Pre-K through Grade 2: Students begin developing knowledge and skills necessary to help them better understand themselves so they may then extend that understanding to others. The concept of racism is introduced in a developmentally-appropriate and accessible format, while weaving in social and emotional learning such as empathy, kindness, and respect.
Grades 3 through 5: Students continue to acquire self-knowledge and interpersonal skills and deepen their understanding by learning to recognize stereotypes, injustice, and discrimination as a part of our past as well as our present. Visual art, literature, and music are explored as vehicles for expanding appreciation for diversity. Students incorporate reflective practices, demonstrate effective communication, and understand that both are important components of how we work to create a more just and peaceful society.
Grades 6 through 8: Students utilize their developing knowledge, skills, and abilities with respect to self and others to reflect upon and discuss the history of racism in America, America’s Civil Rights Movement, and the importance of social justice and activism. Music, photography, and editorial cartoons are analyzed for their messaging and emotional and intellectual impact.

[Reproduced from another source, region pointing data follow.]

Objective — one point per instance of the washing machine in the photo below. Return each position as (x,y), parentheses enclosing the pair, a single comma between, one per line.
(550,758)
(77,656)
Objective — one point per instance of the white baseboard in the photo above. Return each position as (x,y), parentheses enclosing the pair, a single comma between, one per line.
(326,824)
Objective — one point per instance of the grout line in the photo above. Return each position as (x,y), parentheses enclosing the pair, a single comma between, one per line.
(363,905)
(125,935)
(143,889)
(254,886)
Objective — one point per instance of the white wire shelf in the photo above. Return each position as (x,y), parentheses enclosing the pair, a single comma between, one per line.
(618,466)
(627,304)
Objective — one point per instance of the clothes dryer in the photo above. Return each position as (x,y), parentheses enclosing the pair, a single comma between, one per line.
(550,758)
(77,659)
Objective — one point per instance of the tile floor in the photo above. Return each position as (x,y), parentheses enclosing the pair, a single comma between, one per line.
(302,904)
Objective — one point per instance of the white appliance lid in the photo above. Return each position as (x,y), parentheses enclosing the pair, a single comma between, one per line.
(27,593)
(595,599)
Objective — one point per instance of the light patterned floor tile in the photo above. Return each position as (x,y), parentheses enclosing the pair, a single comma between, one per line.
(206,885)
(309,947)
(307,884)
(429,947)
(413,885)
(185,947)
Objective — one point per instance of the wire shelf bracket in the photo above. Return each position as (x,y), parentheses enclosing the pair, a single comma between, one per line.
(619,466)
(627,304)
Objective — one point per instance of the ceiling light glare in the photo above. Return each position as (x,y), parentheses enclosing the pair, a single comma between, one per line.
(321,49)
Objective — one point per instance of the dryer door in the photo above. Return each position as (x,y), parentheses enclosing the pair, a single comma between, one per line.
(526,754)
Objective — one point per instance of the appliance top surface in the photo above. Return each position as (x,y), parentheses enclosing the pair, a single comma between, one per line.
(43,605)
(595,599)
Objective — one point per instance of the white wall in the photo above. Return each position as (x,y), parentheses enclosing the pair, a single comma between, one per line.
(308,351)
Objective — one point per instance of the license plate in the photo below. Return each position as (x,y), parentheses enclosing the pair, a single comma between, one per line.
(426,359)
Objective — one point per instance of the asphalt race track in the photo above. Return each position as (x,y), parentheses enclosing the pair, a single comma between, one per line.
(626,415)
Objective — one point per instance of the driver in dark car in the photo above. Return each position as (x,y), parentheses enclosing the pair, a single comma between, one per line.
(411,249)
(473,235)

Students can understand and articulate the importance of promoting peace and tolerance in their own lives.
Grades 9 through 12: Students further investigate the history of race in America, America’s civil rights movement, and the concept of anti-racism through the viewing, reading, and in-depth analysis of Charles Guggenheim’s documentary A Time for Justice, episodes of The History of White People in America, California Newsreel’s documentary series Race: The Power of an Illusion, and Jason Reynolds and Ibram X. Kendi’s Stamped: Racism, Antiracism, and You.